The Health Promotion Division of the service plans to roll out a new programme which will profile Ghanaians based on their health status and link them to the National Health Insurance Scheme in order to provide the needed help on time.
It is one way the service says it is using to reduce the number of persons dying from non-communicable diseases.
In its latest report, the Ghana Health Service announced six new deaths, raising the country’s Covid-19 death toll from 129 to 135.
Three males and three females died in the latest report, two each from Northern and Central regions, one from Oti and Western regions. Whilst one – a 44 year old man from the Northern Region had no co-morbidities, the rest died of one form of underlying condition or the other.
Stroke, Hypertension, Kidney disease and a new cause: postpartum infection – a disease which can develop after delivery of a baby, accounted for the latest deaths.
Until now, postpartum infections and stroke had not been identified among the co-morbidities afflicting Covid-19 patients, raising concern about how non-communicable diseases are contributing to Ghana’s Covid-19 deaths.

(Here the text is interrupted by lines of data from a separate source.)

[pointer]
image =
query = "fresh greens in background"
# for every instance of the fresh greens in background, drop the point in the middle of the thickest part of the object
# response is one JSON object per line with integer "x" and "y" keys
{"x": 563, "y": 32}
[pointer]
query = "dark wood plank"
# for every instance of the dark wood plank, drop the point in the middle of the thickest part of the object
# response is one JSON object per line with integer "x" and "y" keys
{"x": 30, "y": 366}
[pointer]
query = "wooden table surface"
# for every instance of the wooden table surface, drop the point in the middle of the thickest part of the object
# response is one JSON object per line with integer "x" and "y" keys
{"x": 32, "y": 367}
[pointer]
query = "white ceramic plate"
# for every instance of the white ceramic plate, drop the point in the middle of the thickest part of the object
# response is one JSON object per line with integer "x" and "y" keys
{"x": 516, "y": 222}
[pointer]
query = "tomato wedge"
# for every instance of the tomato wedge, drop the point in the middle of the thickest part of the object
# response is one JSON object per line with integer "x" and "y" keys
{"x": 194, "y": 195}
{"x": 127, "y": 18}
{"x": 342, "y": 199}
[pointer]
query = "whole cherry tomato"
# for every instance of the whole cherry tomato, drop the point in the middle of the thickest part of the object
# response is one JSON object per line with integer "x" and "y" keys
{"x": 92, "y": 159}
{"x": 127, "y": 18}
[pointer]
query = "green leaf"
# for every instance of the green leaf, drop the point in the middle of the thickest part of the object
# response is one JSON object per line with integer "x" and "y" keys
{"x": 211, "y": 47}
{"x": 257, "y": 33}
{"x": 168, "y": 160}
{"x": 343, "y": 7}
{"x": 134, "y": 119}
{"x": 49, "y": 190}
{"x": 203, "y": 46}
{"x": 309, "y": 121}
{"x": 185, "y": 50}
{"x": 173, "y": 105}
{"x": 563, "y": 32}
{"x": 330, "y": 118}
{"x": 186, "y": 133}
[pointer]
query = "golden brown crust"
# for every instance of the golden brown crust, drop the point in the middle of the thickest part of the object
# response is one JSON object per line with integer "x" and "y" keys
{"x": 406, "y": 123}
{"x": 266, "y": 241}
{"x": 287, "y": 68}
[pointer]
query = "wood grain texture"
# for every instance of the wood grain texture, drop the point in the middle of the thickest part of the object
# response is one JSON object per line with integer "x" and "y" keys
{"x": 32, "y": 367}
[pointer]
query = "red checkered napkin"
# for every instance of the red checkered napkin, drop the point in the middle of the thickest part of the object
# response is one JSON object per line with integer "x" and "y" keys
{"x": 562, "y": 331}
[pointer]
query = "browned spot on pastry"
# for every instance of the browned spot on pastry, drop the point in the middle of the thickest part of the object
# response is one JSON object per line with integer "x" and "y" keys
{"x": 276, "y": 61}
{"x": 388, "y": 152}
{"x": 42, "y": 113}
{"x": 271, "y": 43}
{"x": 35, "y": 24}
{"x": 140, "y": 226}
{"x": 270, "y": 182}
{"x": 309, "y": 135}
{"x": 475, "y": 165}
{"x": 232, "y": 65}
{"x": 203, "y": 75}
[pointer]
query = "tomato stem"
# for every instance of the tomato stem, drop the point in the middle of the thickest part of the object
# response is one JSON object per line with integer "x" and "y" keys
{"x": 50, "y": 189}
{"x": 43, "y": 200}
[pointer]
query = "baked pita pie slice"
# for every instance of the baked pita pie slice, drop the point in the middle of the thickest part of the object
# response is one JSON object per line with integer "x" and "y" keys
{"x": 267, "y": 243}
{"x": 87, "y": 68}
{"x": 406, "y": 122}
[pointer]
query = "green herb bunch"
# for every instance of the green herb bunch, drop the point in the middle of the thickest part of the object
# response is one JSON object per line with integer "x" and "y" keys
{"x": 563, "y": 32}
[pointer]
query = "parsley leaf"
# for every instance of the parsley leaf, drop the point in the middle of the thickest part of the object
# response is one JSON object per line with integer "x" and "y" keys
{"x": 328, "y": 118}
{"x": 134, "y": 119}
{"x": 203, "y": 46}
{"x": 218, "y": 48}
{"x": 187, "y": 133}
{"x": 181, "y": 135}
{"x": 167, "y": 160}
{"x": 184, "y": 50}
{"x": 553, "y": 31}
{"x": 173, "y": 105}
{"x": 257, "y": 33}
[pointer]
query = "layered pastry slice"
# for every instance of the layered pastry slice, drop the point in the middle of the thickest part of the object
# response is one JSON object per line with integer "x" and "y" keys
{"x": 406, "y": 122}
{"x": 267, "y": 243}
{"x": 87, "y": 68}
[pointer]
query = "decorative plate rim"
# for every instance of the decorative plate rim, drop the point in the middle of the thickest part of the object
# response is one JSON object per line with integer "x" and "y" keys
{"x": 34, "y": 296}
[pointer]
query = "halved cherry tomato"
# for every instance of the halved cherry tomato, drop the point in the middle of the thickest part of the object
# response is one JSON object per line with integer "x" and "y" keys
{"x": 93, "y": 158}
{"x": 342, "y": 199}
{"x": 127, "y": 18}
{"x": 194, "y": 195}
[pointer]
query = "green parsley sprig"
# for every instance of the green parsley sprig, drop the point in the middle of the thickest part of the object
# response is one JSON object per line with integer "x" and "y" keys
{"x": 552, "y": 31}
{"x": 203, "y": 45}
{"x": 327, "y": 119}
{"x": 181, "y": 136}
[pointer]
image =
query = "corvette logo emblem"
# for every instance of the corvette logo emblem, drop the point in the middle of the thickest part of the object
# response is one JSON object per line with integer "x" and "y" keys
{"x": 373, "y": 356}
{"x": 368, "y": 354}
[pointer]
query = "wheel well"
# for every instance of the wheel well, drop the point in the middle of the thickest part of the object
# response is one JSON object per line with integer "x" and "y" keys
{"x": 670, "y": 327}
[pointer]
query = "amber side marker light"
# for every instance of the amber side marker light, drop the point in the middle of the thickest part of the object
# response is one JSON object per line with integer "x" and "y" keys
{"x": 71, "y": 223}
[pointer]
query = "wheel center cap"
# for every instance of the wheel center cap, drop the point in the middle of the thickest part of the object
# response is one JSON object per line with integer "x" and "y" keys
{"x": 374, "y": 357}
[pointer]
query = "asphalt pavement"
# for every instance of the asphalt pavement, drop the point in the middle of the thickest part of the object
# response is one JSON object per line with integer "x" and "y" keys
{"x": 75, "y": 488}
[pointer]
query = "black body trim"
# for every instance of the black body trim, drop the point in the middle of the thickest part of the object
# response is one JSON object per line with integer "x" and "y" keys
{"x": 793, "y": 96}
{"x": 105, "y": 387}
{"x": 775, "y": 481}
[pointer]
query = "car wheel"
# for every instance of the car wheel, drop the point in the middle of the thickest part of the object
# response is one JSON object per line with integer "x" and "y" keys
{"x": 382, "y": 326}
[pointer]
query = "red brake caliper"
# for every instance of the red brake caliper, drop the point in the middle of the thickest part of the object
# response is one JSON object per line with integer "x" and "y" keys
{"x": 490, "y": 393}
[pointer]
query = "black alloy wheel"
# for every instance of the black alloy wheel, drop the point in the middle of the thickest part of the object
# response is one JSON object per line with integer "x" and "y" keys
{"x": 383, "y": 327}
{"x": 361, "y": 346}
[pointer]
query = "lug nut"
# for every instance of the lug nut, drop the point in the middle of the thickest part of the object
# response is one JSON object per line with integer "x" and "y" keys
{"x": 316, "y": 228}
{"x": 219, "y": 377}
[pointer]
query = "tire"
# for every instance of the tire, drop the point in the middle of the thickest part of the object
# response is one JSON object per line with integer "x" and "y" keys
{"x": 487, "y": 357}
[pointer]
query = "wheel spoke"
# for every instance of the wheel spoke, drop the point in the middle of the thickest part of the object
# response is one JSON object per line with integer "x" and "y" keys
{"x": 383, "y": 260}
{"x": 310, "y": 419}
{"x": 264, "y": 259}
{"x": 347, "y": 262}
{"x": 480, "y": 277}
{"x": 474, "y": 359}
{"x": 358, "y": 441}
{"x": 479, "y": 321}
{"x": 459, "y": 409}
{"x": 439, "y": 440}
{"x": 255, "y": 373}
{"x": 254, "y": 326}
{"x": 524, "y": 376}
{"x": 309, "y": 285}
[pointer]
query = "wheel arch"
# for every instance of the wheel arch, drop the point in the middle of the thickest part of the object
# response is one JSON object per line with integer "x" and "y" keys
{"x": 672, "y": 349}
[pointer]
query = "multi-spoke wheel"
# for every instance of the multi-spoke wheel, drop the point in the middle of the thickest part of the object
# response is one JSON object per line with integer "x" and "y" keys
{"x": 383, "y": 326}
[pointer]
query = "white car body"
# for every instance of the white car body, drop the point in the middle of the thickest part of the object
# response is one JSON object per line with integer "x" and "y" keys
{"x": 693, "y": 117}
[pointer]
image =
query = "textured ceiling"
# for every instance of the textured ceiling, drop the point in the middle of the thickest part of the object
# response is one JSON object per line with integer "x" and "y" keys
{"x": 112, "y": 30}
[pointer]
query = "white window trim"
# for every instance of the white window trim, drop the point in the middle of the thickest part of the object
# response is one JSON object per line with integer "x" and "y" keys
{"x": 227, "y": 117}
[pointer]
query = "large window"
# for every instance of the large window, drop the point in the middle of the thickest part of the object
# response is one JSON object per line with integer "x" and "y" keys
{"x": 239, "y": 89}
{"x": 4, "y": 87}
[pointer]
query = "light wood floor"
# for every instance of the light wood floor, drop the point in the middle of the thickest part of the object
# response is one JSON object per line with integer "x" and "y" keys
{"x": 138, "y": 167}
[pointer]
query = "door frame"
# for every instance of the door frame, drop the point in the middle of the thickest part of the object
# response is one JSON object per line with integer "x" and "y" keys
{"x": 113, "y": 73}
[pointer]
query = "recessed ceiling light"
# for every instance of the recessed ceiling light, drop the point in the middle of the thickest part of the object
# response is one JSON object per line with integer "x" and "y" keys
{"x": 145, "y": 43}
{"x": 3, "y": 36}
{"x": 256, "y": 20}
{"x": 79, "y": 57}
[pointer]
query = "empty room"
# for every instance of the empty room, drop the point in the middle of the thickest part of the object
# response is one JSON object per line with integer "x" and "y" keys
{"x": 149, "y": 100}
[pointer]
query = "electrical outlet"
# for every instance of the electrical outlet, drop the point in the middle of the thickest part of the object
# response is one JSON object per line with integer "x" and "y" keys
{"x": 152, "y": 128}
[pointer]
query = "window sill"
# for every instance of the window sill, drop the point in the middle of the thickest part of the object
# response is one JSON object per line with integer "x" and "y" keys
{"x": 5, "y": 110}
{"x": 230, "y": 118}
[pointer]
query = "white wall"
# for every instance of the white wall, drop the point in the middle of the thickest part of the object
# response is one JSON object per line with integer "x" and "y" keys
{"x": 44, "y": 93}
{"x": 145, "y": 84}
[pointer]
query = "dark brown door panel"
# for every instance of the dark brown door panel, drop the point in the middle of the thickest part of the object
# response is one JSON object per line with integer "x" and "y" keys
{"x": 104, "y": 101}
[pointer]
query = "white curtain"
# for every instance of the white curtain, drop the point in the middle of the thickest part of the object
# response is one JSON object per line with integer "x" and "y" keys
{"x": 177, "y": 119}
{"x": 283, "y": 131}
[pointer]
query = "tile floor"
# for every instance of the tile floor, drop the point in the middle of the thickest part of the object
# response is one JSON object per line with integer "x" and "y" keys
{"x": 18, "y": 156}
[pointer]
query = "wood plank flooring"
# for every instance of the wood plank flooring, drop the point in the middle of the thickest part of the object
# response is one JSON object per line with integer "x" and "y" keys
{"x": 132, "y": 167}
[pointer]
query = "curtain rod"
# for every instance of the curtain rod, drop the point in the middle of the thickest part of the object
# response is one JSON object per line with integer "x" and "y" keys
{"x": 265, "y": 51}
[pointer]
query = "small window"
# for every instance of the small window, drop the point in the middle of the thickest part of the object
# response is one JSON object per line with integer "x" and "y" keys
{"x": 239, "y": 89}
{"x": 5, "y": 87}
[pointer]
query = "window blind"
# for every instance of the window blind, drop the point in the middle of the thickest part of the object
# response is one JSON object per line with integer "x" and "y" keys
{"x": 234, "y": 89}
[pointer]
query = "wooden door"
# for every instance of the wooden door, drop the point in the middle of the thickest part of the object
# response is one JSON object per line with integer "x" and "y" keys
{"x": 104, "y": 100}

Director of Health Promotion at the Ghana Health Service, Dr. Dacosta Aboagye says the latest data adds to an already worrying statistics recorded since the outbreak of Sars-Cov-2
“Majority of the deaths that we have recorded in this country came from co-morbidities, underlying conditions; and most of these underlying conditions tend to be the non-communicable diseases; hypertension, diabetes and the others. So we certainly have to step up education on these non-communicable diseases with emphasis on diabetes, hypertensions, and the cancers.”
Though no new death was reported from the Ashanti Region, it remains the region with the highest number of deaths – contributing nearly half of the country’s Covid-19 deaths.
Dr. Aboagye says a high powered medical team, led by the Director General of the Service is already in Kumasi to investigate the trend.
“As we speak there is a team trying to investigate what is actually happening in the Ashanti region. The Director-General himself, Dr. Patrick Kumah Aboagye is there.”
He wants a new programme dubbed the 'Wellness Clinic' to be rolled out across the country to help deal with the increasing cases of non-communicable diseases.
“This programme will provide a platform for every Ghanaian to at least check their health ones a year. This data can actually be linked to the National Health Insurance data and it will help us in reducing the non-communicable diseases before the next epidemic.”